Maryland's No Trend made the sound of the world burning. Operating outside the strictures of the straight edge scene of harDCore proper, the band chronicled a chaos of the mind, and a raging disgust with...everyone and everything. The best overview I've seen lately of this band has been this one by Chris Richards in The Washington Post. The new Too Many Humans / Teen Love package out now from Drag City prompted that article, and with good reason as this is one of the more significant American punk reissues in recent years.

One listen now to Teen Love makes it seem like Jeff Mentges, front-man of the band, was a prescient genius or some kind of psychic. Raging as the music crashes around him, the easiest point of comparison for this is not, say, Void or S.O.A. from the early years of the D.C. scene, but peers across the Atlantic like The Pop Group. Like the material from that Mark Stewart project, the No Trend stuff is a cry from the void launched at every aspect of modern society. "Kiss Ass to Your Peer Group" and "Too Many Humans" find snarled lyrics over riffs that are primitive, brutal and rudimentary, while "Reality Breakdown" skirts dangerously close to a set of conventional riffs, with a rhythmic underpinning that suggests early Buzzcocks in a big way. Still, the wailing guitars in "For the Fun of It All" do little to make the tune seem like rock-and-roll or even punk rock. So much of this feels like hardcore but not harDCore, you know? And never does Mentges seem anything less than anguished, railing against people, fads, consumerism, and modern life throughout.

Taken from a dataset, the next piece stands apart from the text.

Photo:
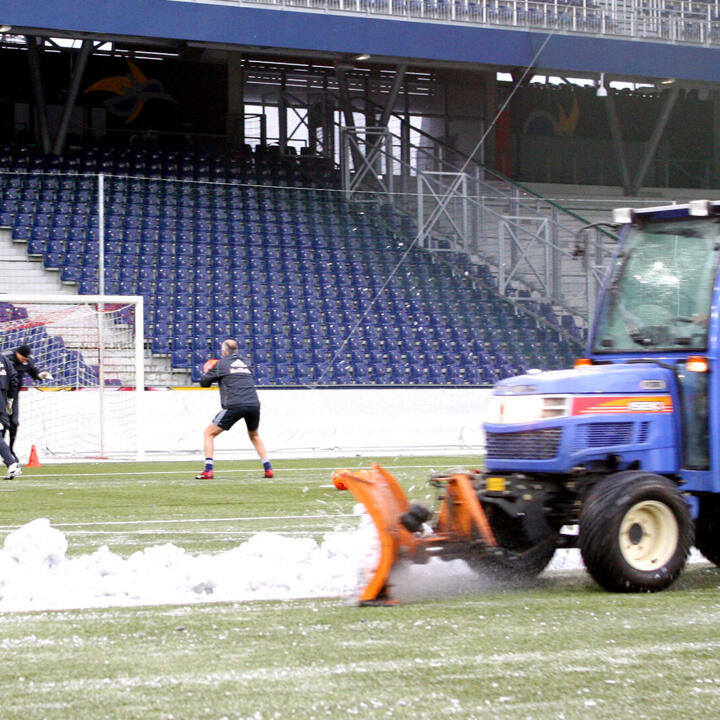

This Too Many Humans / Teen Love set reveals that there was some progression to the music of No Trend. Still, for whatever musical growth had occurred to make "Teen Love (12" version)" an odd alternative radio hit in the era, the sentiments of Mentges had hardly been made more agreeable. Listening to the second half of this set, you can hear a band taking tentative steps towards broadening its sound, or reaching a new audience, but you also hear a band fighting every step of the way against that. This is unpleasant music that was necessary, and which remains so. While "Hanging Out in Georgetown (Demo)" seems like a snide dig at the bands on Dischord in the early Eighties, and their followers, it's also exactly the kind of bitterly hateful music that straight edge would never have been capable of issuing forth. While "Purple Paisleys Make Me Happy (Demo)" almost sounds like something that could have been put out by Mark Robinson in one of his many bands, "Human Garbage (Demo)" is repellent.

If one considers what was out in 1983 that was as heavy as this, you had Black Flag, but they were making punk fueled by testosterone and machismo, it seemed, and you had a few acts on SST broadening the definition of hardcore punk, and of course the acts on Dischord in the early Eighties were flourishing, though they seemed in retrospect too much in sync with a scene of their own making. Sat next to any of that, the music of No Trend was, as this set reminds us over and over again, intent on rebuking everything and pleasing no one. The live tracks here reveal a real corrosive power, but rarely will you hear something here on Too Many Humans / Teen Love and not be surprised at the vitriol committed to tape. There was never a chance for this group to have survived this brief flowering of venom so a band history beyond what's on this masterful set isn't where I'll go to wrap this up. All I can say is thanks to Drag City for preserving this wonderfully corrosive stuff for current generations.

Too Many Humans / Teen Love is out now via Drag City.